Zaha Hadid Architects has completed the new Morpheus Hotel, part of the City of Dreams resort in Macau.

The project includes the world’s first free-form high-rise exoskeleton. Conceived as a vertical extrusion of its rectangular footprint, a series of voids is carved through the property’s center to create an urban window connecting the hotel’s interior communal spaces with the city and generating the sculptural forms that define the hotel’s public spaces. Significantly, the use of an exoskeleton means that the building's interiors are not interrupted by supporting walls or columns.

Zaha Hadid was commissioned to build the hotel in 2012. At that time, foundations were already in place of a condominium tower that did not progress. ZHA designed the Morpheus as an extrusion of the existing abandoned foundations, using this rectangular footprint to define a 40-story building of two internal vertical circulation cores connected at podium and roof levels where the guest amenities are located. The $1.1-billion project is one of the last projects that Hadid worked on before her death in 2016.

Building Voids

The building's vertical extrusion generated a monolithic block with a development envelope that is restricted to a 160-meter height by local planning codes. This block was then “carved” with voids.

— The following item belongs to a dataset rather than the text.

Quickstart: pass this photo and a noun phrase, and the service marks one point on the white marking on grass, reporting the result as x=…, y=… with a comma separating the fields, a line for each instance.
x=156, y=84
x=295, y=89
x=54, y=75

The underlying diagram of the hotel’s design is a pair of towers connected at ground and roof levels. The central atrium in between these towers runs the height of the hotel and is traversed by external voids that connect the north and south facades. These voids create the urban window that links the hotel’s interior communal spaces with the city.

There are three horizontal vortices that generate the voids through the building and define the hotel’s internal public spaces, creating corner suites with views of both the atrium and the city. This arrangement also maximizes the number of hotel rooms with external views and guarantees an equal room distribution on either side of the building.

In between the free-form voids that traverse the atrium, a series of bridges create spaces for the hotel’s restaurants, bars and guest lounges.

Linked at ground level with the surrounding three-story podium of the City of Dreams resort, the Morpheus has 770 guestrooms, suites and sky villas. Other amenities include includes civic spaces, meeting and event facilities, gaming rooms, lobby atrium, restaurants, spa and rooftop pool.

The atrium has 12 glass elevators providing views of the hotel’s interior and exterior as they travel between the voids of the building.